Who Holds the Keys to Dorado

Ownership of the field is split among three players. Australian energy major Santos sits in the driver's seat as operator and majority partner with an 80% stake. Taiwan's CPC controls another 10%, with Carnarvon rounding out the register. The discovery dates back to 2018 and carries an estimated gross 2C contingent resource of 344 million barrels of oil equivalent.

Santos has stopped short of declaring an FID. Still, at its investor briefing last week the company laid out a concrete plan: the Bedout Basin, home to Dorado, will be appraised for scale through three wells drilled in 2027, testing the combined oil and gas potential across the basin's northern reaches.

The project's appeal is hard to ignore. Santos describes Dorado as a high-return venture with a short payback window and real capacity to bolster national energy security. The opening phase would pump oil and condensate via a floating production, storage, and offloading (FPSO) vessel. A later stage would shift toward gas, feeding Santos' domestic supply network in Western Australia.

The Refining Squeeze Behind the Urgency

Here is the contradiction that defines Australia's energy story. The country ranks among the world's heavyweight producers of gas and LNG, yet it imports the bulk of its transportation fuel. That dependence turned painful when a fire struck one of just two remaining refineries on Australian soil.

The math is stark. Since 2013, Australia has shut five of its seven refineries for good, deepening its reliance on foreign cargoes with every closure.

The Iran conflict and a broader fuel crunch across Asia forced unusually aggressive responses. Authorities slashed the fuel excise on gasoline and diesel by half for three months and scrambled to lock in shipments of diesel and gasoline from suppliers including Brunei, South Korea, and even China.

What Smart Money Is Watching

For traders, Dorado is less about barrels in the ground and more about what those barrels signal. A 2027 FID would mark a structural pivot toward energy self-reliance for a major economy that has quietly let its refining base wither.
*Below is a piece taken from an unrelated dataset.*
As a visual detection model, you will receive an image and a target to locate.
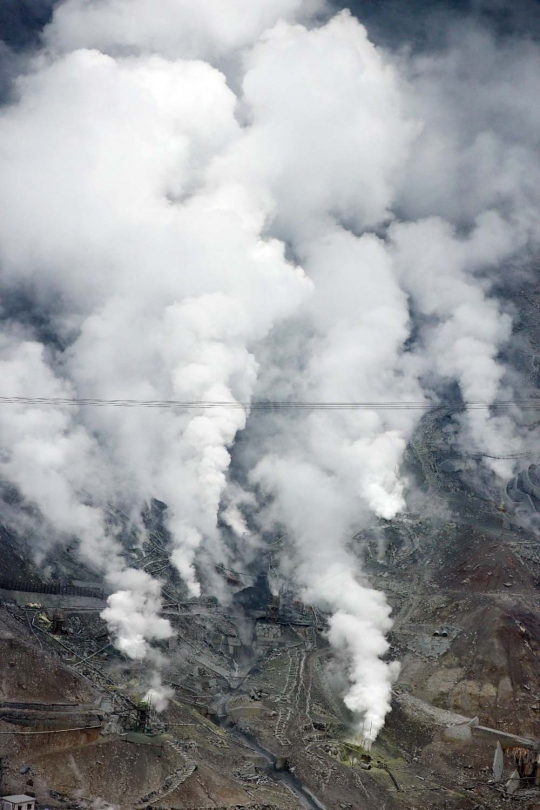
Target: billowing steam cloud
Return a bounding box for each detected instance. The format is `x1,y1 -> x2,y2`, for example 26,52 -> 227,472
0,0 -> 540,740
Several instruments deserve attention. Santos shares carry the most direct exposure, since the operator shoulders both the capital risk and the upside of a high-return development. Brent crude remains the global benchmark against which Dorado's economics will be judged, and any sustained strength tied to Middle East tension strengthens the project's case.
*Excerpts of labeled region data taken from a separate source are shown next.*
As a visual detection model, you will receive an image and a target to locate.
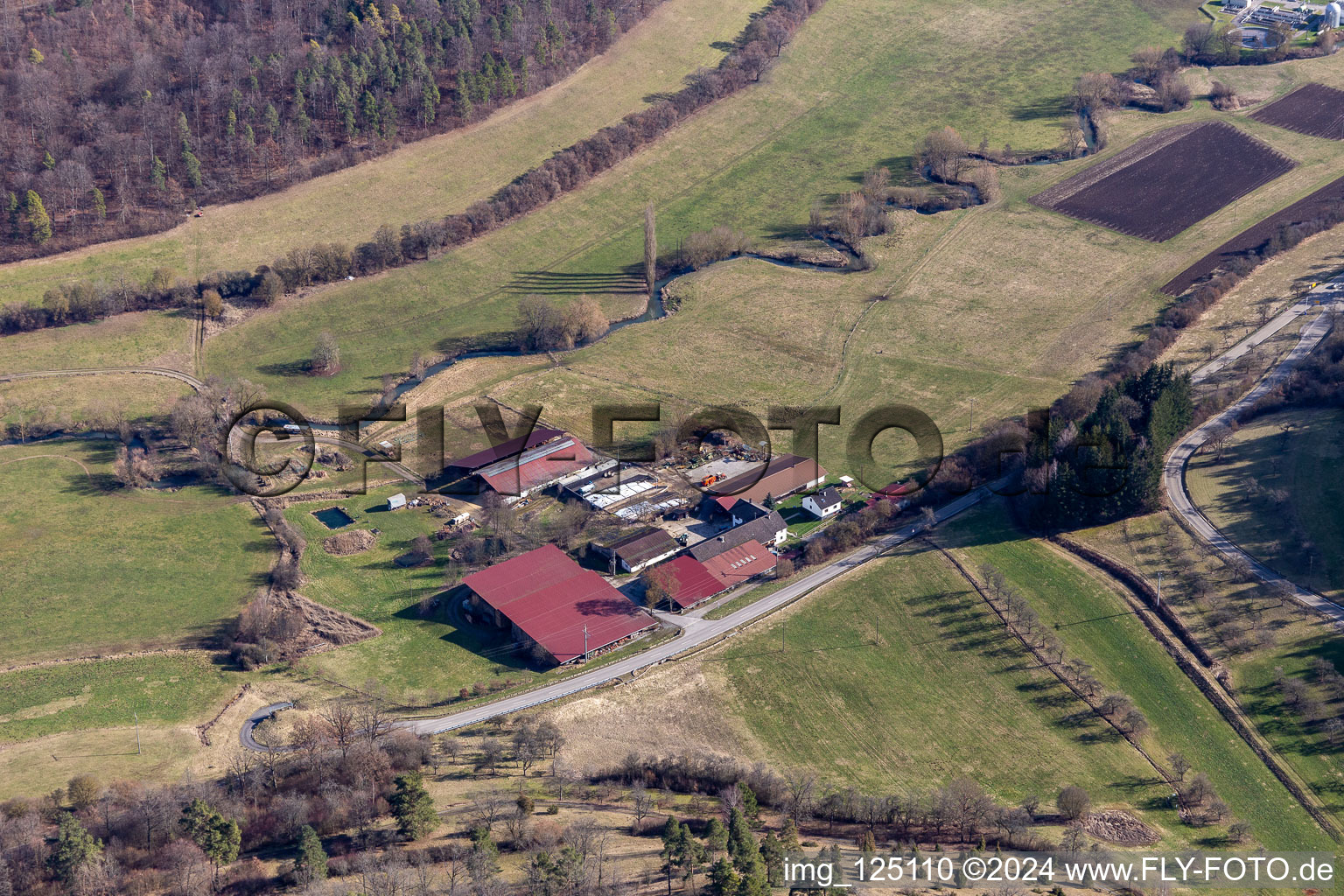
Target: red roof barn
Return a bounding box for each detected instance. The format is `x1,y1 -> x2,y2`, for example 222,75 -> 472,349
704,542 -> 778,588
462,544 -> 657,663
476,437 -> 592,496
Currency desks should keep an eye on the Australian dollar, which historically tracks the country's commodity export story. A pivot from fuel importer toward domestic producer, even years out, reframes part of that narrative.
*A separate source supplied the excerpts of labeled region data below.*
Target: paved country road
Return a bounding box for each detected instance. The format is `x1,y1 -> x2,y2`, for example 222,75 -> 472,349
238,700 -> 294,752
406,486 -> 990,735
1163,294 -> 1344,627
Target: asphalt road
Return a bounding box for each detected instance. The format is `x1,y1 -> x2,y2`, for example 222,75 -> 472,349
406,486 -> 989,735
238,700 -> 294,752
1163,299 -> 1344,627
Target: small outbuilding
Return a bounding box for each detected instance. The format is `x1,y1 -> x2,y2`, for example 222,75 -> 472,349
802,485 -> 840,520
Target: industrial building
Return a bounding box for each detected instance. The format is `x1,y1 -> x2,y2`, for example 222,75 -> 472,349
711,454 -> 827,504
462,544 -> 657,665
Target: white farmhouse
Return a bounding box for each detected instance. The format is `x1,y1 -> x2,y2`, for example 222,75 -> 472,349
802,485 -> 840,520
The risks are real. An FID dependent on three appraisal wells is an FID that can slip, and Santos has issued no firm commitment. Energy prices could soften if the Iran situation eases, trimming the urgency that is driving the timeline today. Watch the 2027 drilling results closely. They will tell the market whether Dorado graduates from promising discovery to funded development, or joins the long list of projects that stalled at the appraisal stage.